In a strategic position between the slopes of Aspromonte and the Strait of Messina, the castle of Calanna dominates the entire Vallata del Gallico, in the southern part of the city. It is assumed that the castle stands on a pre-existing Byzantine fortress, although studies exist that attest to a human presence in a zone of the area already in the Iron Age.

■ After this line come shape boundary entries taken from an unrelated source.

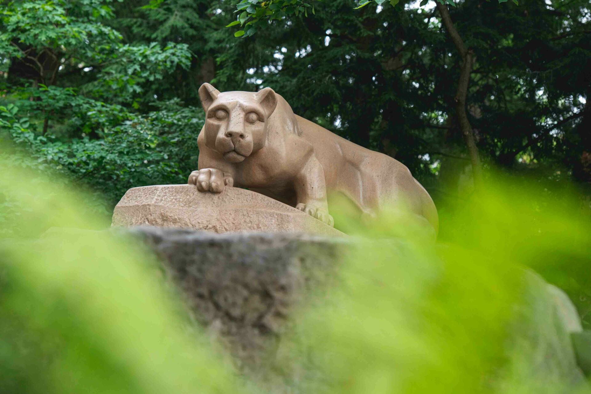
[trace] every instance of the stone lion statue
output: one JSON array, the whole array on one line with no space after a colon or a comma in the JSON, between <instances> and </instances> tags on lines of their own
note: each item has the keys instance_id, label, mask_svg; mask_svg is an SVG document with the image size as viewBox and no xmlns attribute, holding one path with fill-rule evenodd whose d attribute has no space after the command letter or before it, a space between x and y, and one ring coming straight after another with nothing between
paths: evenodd
<instances>
[{"instance_id":1,"label":"stone lion statue","mask_svg":"<svg viewBox=\"0 0 591 394\"><path fill-rule=\"evenodd\" d=\"M199 169L189 183L200 191L248 188L333 226L329 190L348 197L362 215L404 204L437 232L435 205L404 164L295 115L271 88L220 93L204 83L199 98L206 121Z\"/></svg>"}]
</instances>

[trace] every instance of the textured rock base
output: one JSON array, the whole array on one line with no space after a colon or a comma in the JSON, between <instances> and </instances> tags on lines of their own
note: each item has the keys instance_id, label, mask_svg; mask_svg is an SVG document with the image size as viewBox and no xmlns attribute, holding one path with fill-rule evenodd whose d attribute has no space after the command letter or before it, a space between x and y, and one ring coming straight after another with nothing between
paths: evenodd
<instances>
[{"instance_id":1,"label":"textured rock base","mask_svg":"<svg viewBox=\"0 0 591 394\"><path fill-rule=\"evenodd\" d=\"M272 362L293 310L332 282L348 245L294 234L131 231L163 260L196 320L251 370Z\"/></svg>"},{"instance_id":2,"label":"textured rock base","mask_svg":"<svg viewBox=\"0 0 591 394\"><path fill-rule=\"evenodd\" d=\"M113 226L151 225L205 230L345 235L278 201L237 187L202 193L192 185L159 185L127 191L113 213Z\"/></svg>"}]
</instances>

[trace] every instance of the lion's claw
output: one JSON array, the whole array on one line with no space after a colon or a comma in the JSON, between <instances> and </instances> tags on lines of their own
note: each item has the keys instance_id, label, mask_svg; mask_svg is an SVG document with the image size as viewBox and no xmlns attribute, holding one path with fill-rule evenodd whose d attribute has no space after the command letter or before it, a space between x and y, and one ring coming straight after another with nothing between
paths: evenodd
<instances>
[{"instance_id":1,"label":"lion's claw","mask_svg":"<svg viewBox=\"0 0 591 394\"><path fill-rule=\"evenodd\" d=\"M296 209L308 214L312 217L316 218L330 227L335 226L335 220L333 219L333 217L329 214L329 211L326 209L316 208L316 206L311 204L304 204L303 203L296 205Z\"/></svg>"},{"instance_id":2,"label":"lion's claw","mask_svg":"<svg viewBox=\"0 0 591 394\"><path fill-rule=\"evenodd\" d=\"M232 186L234 181L232 175L216 168L202 168L191 172L187 183L197 186L199 191L220 193L226 186Z\"/></svg>"}]
</instances>

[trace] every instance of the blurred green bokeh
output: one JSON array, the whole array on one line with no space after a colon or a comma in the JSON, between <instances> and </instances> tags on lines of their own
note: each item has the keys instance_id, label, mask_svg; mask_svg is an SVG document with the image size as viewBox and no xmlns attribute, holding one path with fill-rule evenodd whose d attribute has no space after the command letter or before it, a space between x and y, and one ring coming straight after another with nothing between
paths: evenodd
<instances>
[{"instance_id":1,"label":"blurred green bokeh","mask_svg":"<svg viewBox=\"0 0 591 394\"><path fill-rule=\"evenodd\" d=\"M83 191L1 163L0 173L7 200L28 208L5 219L21 237L0 241L1 392L588 392L570 344L579 317L531 270L567 291L589 328L589 210L572 191L491 175L441 213L436 245L394 211L365 227L340 218L360 236L339 284L282 340L279 387L237 382L131 238L38 238L108 225Z\"/></svg>"}]
</instances>

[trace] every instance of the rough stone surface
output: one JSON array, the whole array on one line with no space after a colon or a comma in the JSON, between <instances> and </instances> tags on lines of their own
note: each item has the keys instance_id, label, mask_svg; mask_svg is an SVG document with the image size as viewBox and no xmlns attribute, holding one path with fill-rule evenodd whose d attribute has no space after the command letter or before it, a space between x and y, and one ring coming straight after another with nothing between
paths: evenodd
<instances>
[{"instance_id":1,"label":"rough stone surface","mask_svg":"<svg viewBox=\"0 0 591 394\"><path fill-rule=\"evenodd\" d=\"M239 366L271 360L296 307L335 276L346 238L136 227ZM314 289L314 292L312 289Z\"/></svg>"},{"instance_id":2,"label":"rough stone surface","mask_svg":"<svg viewBox=\"0 0 591 394\"><path fill-rule=\"evenodd\" d=\"M193 185L159 185L127 191L113 213L113 226L151 225L216 233L243 231L345 234L285 204L236 187L221 193Z\"/></svg>"}]
</instances>

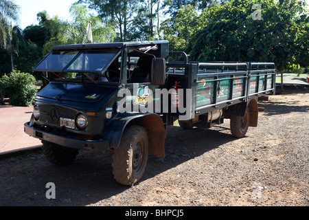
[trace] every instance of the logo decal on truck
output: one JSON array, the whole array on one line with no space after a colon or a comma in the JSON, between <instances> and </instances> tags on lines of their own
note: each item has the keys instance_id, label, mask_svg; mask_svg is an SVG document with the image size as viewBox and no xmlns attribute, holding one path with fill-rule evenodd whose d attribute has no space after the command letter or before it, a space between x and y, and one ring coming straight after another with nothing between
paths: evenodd
<instances>
[{"instance_id":1,"label":"logo decal on truck","mask_svg":"<svg viewBox=\"0 0 309 220\"><path fill-rule=\"evenodd\" d=\"M87 96L86 96L85 98L89 98L89 99L95 99L98 97L99 97L100 95L97 95L97 94L91 94L91 95L88 95Z\"/></svg>"},{"instance_id":2,"label":"logo decal on truck","mask_svg":"<svg viewBox=\"0 0 309 220\"><path fill-rule=\"evenodd\" d=\"M152 101L151 90L148 89L148 86L146 86L139 89L135 99L133 100L133 104L146 105L148 103L152 102Z\"/></svg>"}]
</instances>

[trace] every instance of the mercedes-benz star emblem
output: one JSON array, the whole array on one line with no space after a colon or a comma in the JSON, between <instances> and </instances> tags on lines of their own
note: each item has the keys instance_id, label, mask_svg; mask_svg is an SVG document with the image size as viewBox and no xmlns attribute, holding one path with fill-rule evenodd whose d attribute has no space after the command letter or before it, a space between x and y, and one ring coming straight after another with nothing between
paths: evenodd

A castle of strategic-military importance
The ancient toponym of Calanna, from the Greek Kale-amuna (good shelter), reveals the strategic-military origin of the site. Fortified since the early Middle Ages, this ancient pre-Aspromontan village experienced its greatest splendour in the Angevin era, when the records of the Neapolitan court of Carlo d’Angiò indicated the presence of an octagonal-shaped manor on the spot. Later it was remodelled and in the course of the successive dominations, it lost its importance until it suffered serious damages in the 1783 earthquake.
DID YOU KNOW THAT …?
While studying the remains of the castle, archaeologists came across a settlement that attests findings dating back to the Iron Age, of which a pre-Hellenic necropolis was found that dates back to the 10th and 9th centuries B.C.
The ancient ruins
Today, part of the ancient walls can be identified among the ruins, as well as several quadrilateral base towers and cisterns that provided the water supply of the fortification. Access to the east corner tower, the prison tower, is available. The curtain wall was interspersed with five towers and two access doors to the plateau, as evidenced by an evaluation from 1646. The fortified line on the south side was discontinuous due to the conformation of the plateau that prevented the ascent on the slope. Some of the ceramic artefacts found in the castle are kept inside the Municipal Archaeological Museum of Calanna.